Posted by Amanda Butler Schley | Mar 11, 2020 | 0 Comments

After 11 years practicing in Big Law - I set out on my own to hang my shingle and formed Business Law Group, LLC in 2017. 

It was the first opportunity to take the tried and true advice I give to my new business clients: make sure you get a good CPA and talk through an S Corp election on the front end.

If you haven't heard this advice before - please hear it now: when starting any serious business venture you need to hire two professionals straight away - a CPA and a business lawyer. 

I found a CPA who regularly advises entrepreneurs. He suggested that I wait to elect S Corp status for my LLC until I was confident I would make over $180,000 in annual distributions. He said this amount is about the revenue point where an S Corp election makes sense financially because of the increased accounting costs you have to maintain the corporate books and records and the corporate tax return involved in maintaining an S Corp (you have to file a personal and corporate return when electing S Corp status). My CPA's argument was simple: before you incur $2500 in annual unnecessary tax expenses - see what your revenue looks like.

At the time I thought this was great advice and I still consider it to be appropriate advice for startups that have no idea how much or even if their business venture is going to succeed. If you haven't proved your business concept - it makes no sense to elect S Corp status early on - you have much bigger fish to fry.  I had a general idea of what I expected to make that first year and it was close to the $180K figure, but I wasn't positive.  Taking the CPA's advice - I chose to ride it out.

Unfortunately for me, my CPA's advice would later come back to haunt me. My first year out of the gate with BLG I blew the $180k in revenue figure out of the water. Because I was not paying myself as an employee (which is the method your company uses when you elect S Corp status), and I was taking monthly distributions, which were super variable - I was not doing a good job setting aside taxes on the distributions. With a lot going on in that first year, I ended up with a $45k federal tax liability and a $13k state tax liability.

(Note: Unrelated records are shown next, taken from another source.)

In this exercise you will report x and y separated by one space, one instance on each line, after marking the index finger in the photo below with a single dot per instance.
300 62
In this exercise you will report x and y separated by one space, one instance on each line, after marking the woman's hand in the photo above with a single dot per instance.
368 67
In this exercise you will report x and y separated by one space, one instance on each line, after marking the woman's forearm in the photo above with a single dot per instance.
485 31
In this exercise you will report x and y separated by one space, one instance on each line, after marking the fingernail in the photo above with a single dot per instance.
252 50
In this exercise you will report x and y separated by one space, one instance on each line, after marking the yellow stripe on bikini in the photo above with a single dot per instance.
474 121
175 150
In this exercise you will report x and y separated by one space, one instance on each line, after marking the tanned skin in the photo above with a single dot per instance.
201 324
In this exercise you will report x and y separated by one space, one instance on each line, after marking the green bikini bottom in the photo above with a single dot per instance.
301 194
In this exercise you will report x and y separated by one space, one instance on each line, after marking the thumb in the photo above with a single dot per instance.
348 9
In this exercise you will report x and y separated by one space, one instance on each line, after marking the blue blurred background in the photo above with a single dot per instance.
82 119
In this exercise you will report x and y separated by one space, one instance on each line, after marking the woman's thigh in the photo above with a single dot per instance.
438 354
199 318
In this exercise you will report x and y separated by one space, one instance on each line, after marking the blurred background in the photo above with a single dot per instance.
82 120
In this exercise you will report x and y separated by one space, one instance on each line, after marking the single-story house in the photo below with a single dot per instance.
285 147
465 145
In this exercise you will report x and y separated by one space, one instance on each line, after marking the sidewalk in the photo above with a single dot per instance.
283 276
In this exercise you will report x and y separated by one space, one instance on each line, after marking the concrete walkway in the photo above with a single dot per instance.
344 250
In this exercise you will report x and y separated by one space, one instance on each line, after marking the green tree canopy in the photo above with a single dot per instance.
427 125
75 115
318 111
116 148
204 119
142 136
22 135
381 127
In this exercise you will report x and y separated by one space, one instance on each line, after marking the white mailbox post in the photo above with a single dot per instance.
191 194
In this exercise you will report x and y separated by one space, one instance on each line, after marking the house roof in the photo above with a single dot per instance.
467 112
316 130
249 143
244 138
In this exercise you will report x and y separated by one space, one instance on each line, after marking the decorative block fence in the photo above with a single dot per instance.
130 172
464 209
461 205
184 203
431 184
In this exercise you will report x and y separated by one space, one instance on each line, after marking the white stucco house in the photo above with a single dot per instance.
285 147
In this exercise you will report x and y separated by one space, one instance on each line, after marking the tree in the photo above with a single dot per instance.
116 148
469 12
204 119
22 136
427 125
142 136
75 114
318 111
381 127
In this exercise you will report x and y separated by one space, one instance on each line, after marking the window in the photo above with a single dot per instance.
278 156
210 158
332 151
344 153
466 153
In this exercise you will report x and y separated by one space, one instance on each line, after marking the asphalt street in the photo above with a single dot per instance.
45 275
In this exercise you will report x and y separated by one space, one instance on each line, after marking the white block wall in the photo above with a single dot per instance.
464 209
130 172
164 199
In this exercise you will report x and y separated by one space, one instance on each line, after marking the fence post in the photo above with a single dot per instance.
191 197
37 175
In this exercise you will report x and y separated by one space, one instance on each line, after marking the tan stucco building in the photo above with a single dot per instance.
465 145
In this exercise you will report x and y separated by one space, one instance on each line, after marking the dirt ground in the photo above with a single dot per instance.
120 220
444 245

Now let me clear - this wasn't my CPA's fault. It was my own fault for not recognizing that I'm bad at sending large chunks of change to the government.

Fortunately, my husband and I immediately righted the ship, by electing S Corp status for the next tax year. Now I run all payroll to myself through an amazing software application called Gusto. This makes withholding automatic and easy and I can pay myself, my employees and contractors through automatic deposit within 2-5 days. It's a no-brainer and I should have structured the business in this manner right from the start.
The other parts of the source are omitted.